• Ian Makes landfall in Cuba with category 3 and with winds of 185 kilometers per hour

  • Fiona The hurricane strengthens and moves towards Bermuda

  • Earl Hurricane upgraded to Category 2

  • Danielle The remains of the hurricane leave strong storms in a dozen autonomies in Spain

The powerful hurricane Ian crossed western Cuba since early Tuesday morning and left the country in the dark with a

widespread blackout by damaging its electrical service network, in

addition to destroying trees and causing other damage, before continuing towards Florida.

"There is no electricity service in any area of ​​the country at the moment," Lázaro Guerra, technical director of the state-owned Electric Union, said Tuesday night in statements to Cuban television's primetime news program.

When the winds of the cyclone and the swells were still being felt hitting the coast, people on the street were walking

using the light from their phones

, while in some homes they were lighting themselves with candles or rechargeable battery lamps.

The Ministry of Energy and Mines indicated on its side that it is an "exceptional condition", whose solution "requires great precision", and that the electrical service

will be gradually restored

during the early hours of Wednesday in this Caribbean country of

11.2 million inhabitants.

Only the few people who have gasoline-powered generators in their homes or offices have electricity.

The category 3 hurricane, which made landfall at dawn in the province of Pinar del Río, western Cuba, on Tuesday afternoon was 375 kilometers from Sarasota, Florida, and was advancing with

sustained winds of 195 kilometers per hour

at a speed of 17 kilometers per hour.

The National Hurricane Center (NHC) of the United States forecast that

"Ian will approach the west coast of Florida

as an extremely dangerous intense hurricane."

After leaving the island, in several western provinces, including Havana, the wind and rain continued, with a peripheral band of 600 kilometers.

On the way to San Juan y Martínez, 190 km from Havana, one of the hardest hit places and an area of ​​tobacco plantations in Pinar del Río,

flooded crops, uprooted trees and cables thrown

everywhere were seen, Afp journalists confirmed. .

In the town of Consolación del Sur, Caridad Fernández, a 65-year-old housewife, contemplated the disaster on the threshold of her flooded home, with wet mattresses.

The French roof tiles went with the hurricane.

"We have everything damaged, but what we have is faith in maintaining life, and we have that. Everything comes out, except death," said the woman with bags under her eyes after a long night.

"Apocalyptic"

Cigar maker Yuslán Rodríguez, 37, toured nine nearly destroyed tobacco houses, including his own.

"I don't know what we are going to do this year with the (seed) campaign," he said disconsolately.

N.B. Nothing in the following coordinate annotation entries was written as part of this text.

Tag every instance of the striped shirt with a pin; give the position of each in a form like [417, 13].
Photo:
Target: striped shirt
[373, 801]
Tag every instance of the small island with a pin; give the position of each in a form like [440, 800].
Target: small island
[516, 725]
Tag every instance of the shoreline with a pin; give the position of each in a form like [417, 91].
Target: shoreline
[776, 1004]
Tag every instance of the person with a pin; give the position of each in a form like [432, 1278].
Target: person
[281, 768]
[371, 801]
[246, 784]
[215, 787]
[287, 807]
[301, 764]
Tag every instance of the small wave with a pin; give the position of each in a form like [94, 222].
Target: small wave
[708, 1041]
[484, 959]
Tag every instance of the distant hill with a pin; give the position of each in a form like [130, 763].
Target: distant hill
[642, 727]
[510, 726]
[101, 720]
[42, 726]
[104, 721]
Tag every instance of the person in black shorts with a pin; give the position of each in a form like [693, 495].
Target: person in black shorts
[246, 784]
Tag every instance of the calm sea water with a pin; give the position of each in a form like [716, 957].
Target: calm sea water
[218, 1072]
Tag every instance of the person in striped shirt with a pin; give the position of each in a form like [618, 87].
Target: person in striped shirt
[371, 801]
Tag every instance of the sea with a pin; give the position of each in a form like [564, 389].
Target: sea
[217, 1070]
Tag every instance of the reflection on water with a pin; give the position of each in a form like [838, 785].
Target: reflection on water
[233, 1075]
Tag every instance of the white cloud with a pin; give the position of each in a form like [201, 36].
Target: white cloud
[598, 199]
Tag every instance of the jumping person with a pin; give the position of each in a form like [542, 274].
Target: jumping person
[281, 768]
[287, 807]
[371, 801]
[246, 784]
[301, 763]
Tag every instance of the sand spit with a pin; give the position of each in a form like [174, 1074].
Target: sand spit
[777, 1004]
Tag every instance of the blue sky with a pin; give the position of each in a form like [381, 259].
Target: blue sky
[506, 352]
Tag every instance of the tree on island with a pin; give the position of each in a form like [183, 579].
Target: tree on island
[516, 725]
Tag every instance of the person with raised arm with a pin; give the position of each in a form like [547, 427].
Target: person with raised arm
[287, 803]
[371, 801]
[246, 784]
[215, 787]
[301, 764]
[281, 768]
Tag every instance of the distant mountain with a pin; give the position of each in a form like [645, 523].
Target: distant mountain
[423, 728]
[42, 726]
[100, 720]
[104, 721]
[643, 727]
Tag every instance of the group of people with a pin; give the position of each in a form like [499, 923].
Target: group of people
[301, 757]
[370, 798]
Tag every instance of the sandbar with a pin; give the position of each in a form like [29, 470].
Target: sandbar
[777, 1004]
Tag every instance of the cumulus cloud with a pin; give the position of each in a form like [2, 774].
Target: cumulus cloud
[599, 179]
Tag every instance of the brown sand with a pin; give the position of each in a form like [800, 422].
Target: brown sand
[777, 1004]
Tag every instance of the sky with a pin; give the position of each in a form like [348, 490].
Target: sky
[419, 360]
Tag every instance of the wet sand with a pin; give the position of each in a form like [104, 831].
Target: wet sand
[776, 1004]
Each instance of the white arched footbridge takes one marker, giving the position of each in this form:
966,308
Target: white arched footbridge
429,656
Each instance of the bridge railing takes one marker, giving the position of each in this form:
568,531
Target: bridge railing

"It's not this tobacco house, it's

all the tobacco houses in Consolación del Sur"

.

In San Juan y Martínez, the area that produces the best tobacco leaf for Cuban cigars, "it was apocalyptic, a real disaster," Hirochi Robaina, of Finca Robaina, a prestigious tobacco plantation founded in 1845, said on Facebook. about 30 kilometers from the town.

Roofs and windows were blown out, buildings collapsed and rubble scattered on the ground.

The photos published by Robaina show the violence of the hurricane.

President Miguel Díaz-Canel toured the most affected area in Pinar del Río on Tuesday.

"The damage is great," he said on his Twitter, assuring that help is being sent.

"We trust in the people of Pinar del Río, a noble, hard-working people with a lot of experience in these situations. Rest assured that we are going to recover," he said.

Some 40,000 people were evacuated in Pinar del Río

until dawn, reported the first secretary of the ruling Communist Party in the province, Yamilé Ramos.

In the capital it was reported that 4,000 people would be evacuated.

Tree branches blocked streets, while winds blew away tin roofs and road signs.

Etecsa, the state telephone company, reported serious damage to towers and poles and that cell phone and internet service was affected in the capital, as well as in Pinar del Río and Artemisa.

Heavy rain and wind

Residents in the US state of Florida are also bracing for Ian's imminent arrival, after Governor Ron DeSantis declared a state of emergency in 67 counties on Monday.

"During the night and this morning, some models that have been made

project a landfall in southern Tampa Bay

," the governor said at a press conference on Tuesday, specifying that it could make landfall in Sarasota.

"You have to understand that the impacts will be much broader" with "catastrophic flooding and life-threatening storm surges," he said.

In Tampa, employees handed out free sandbags to protect property from the water.

Amanda Harrison waited hours to get the sandbags.

"My hope is that I can get the maximum number of bags. And my fear is that they won't do any good," she said in Tampa, the 66-year-old woman.

The US president, Joe Biden, also ordered a

state of emergency in Florida

, which allows the release of federal aid funds.